The EU ETS follows a “cap-and-trade” approach: the EU sets a cap on how much greenhouse gas can be emitted each year, and companies need an emission allowance for every tonne of CO2 they emit within one calendar year. They receive or buy these permits – and they can trade them. Companies face a fine if they emit more CO2 than they have covered by emission allowances. The fine is 100 euros per excess tonne – for context: the world’s largest chemical company, BASF, produced 23 million tonnes of CO2 equivalents in 2013. Companies have an incentive to reduce emissions by investing in energy efficiency because then they can sell excess allowances. Instead of EU ETS allowances, companies can buy credits from emission-saving projects under the Kyoto Protocol’s Clean Development Mechanism (CDM) in developing countries. The idea was to create a mechanism to cut emissions in the most effective way.

Does it work?

The EU ETS has existed since 2005. In the first two trading periods (2005-2007 and 2008-2012) the majority of allowances were given out for free and in generous numbers, so the price for first-period allowances fell to zero in 2007. Now, in the third period (2013-2020) 40 per cent of allowances are being auctioned and power generators have to buy all of their allowances (with exceptions in some member states like Poland, Bulgaria, Hungary, Lithuania, etc.). Still, free allocation prevails in the manufacturing industry (80 per cent) and the aviation sector (85 per cent), and sectors seen exposed to “carbon leakage also receive an extra amount of free allowances.

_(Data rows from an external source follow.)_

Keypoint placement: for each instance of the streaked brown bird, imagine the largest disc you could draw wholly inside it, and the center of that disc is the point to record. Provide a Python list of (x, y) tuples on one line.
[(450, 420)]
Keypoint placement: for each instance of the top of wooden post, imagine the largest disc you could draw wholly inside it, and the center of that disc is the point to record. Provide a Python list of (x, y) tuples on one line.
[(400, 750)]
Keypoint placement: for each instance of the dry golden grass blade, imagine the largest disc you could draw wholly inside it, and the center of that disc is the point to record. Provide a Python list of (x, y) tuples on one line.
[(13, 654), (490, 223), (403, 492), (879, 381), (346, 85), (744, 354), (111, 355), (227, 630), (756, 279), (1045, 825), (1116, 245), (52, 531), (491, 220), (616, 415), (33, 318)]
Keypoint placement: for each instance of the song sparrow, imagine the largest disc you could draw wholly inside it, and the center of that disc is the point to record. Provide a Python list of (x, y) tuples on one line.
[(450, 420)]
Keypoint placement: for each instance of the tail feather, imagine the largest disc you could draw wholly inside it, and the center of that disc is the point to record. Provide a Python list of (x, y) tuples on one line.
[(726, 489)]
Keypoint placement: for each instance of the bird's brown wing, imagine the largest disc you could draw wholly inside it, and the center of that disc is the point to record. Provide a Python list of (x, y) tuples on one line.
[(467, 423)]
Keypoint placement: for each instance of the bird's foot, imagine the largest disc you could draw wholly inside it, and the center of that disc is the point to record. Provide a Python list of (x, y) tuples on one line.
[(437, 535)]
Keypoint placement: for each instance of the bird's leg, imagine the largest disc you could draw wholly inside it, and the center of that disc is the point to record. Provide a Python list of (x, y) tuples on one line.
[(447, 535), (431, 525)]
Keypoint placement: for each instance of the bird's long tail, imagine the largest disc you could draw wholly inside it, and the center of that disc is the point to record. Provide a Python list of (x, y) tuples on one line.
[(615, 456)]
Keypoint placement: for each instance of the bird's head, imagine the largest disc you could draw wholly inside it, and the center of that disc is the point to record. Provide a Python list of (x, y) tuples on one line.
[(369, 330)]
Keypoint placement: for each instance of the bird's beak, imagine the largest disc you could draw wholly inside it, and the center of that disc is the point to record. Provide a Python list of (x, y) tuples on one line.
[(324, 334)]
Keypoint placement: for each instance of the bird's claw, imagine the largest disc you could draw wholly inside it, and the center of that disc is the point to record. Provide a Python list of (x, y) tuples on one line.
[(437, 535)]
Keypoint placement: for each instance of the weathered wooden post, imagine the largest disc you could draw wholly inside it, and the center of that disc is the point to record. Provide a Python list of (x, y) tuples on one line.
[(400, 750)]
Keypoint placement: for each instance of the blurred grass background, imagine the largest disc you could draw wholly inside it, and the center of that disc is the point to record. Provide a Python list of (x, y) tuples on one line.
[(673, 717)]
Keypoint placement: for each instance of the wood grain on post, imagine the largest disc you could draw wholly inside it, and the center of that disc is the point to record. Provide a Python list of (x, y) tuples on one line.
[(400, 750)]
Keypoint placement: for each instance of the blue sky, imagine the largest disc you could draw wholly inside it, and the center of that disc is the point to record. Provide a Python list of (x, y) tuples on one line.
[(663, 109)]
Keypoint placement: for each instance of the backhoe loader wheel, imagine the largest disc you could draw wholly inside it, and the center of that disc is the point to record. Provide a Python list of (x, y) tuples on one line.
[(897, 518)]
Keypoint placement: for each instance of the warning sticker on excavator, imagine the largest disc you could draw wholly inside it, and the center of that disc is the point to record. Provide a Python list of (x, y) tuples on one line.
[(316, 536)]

As a consequence, prices for permits were never as high as envisaged. The surplus of permits grew even greater after the 2008 economic crisis caused emissions to fall faster than anticipated (production in the steel industry alone declined by 28 per cent between 2008 and 2009). Critics also said that companies’ frequent use of cheap CDM credits pushed the carbon price down.

While the system has had some effect – it does after all put a cap on carbon emissions – the EU ETS has not produced the anticipated result of making electricity generation from fossil sources like coal more expensive compared to energy from clean power sources such as renewables. In fact, low prices have contributed to a revival of lignite as a cheap and competitive power source. Scientists at the German Institute for Economic Research (Deutsches Institut für Wirtschaftsforschung, DIW) have calculated that only a price of more than 40 euros per emitted tonne of CO2 could affect the price of power from coal in a way that would make other energy sources more competitive. But CO2 allowances were as cheap as 2.81 euros in early 2014 and the average price is around 5 euros.

Can it be fixed?

Purists among economists consider an effective emissions trading scheme like the EU ETS the panacea to cut greenhouse gas emissions – in all sectors, across all countries and without the need of national legislation and subsidies for renewables.

Many member states are now pushing for a reform of the defunct system and the EU has taken some preliminary steps. In a first attempt to reduce the surplus of around 2 billion allowances (July 2014) the EU temporarily removed 900 million permits from auction in 2014-2016 – this instrument is called backloading. The EU intends to return these allowances in 2019-20.

The Commission suggested the implementation of a market stability reserve (MSR) as of 2020. This instrument should allow authorities to increase or decrease the number of CO2-permits in the market, following clear rules, in order to regulate the price.

Member state governments will debate the idea again in autumn 2014. Germany has called for the MSR to come into force in 2017 and has suggested transferring the backloaded allowances directly into the reserve. Critics have pointed out that this instrument would have only limited effects because it reacts to sudden events with a two-year time lag, and that even with the MSR the number of total allowances will probably not be reduced quickly enough to reduce the current surplus.

Such doubts have led a number of countries to take individual steps. The UK introduced a price floor for carbon; Denmark, Sweden, Finland, France, Ireland, the Netherlands have introduced a carbon tax. In Germany, the environmental lobby is also putting pressure on the government to rely less on the ETS and to step up efforts to reduce CO2.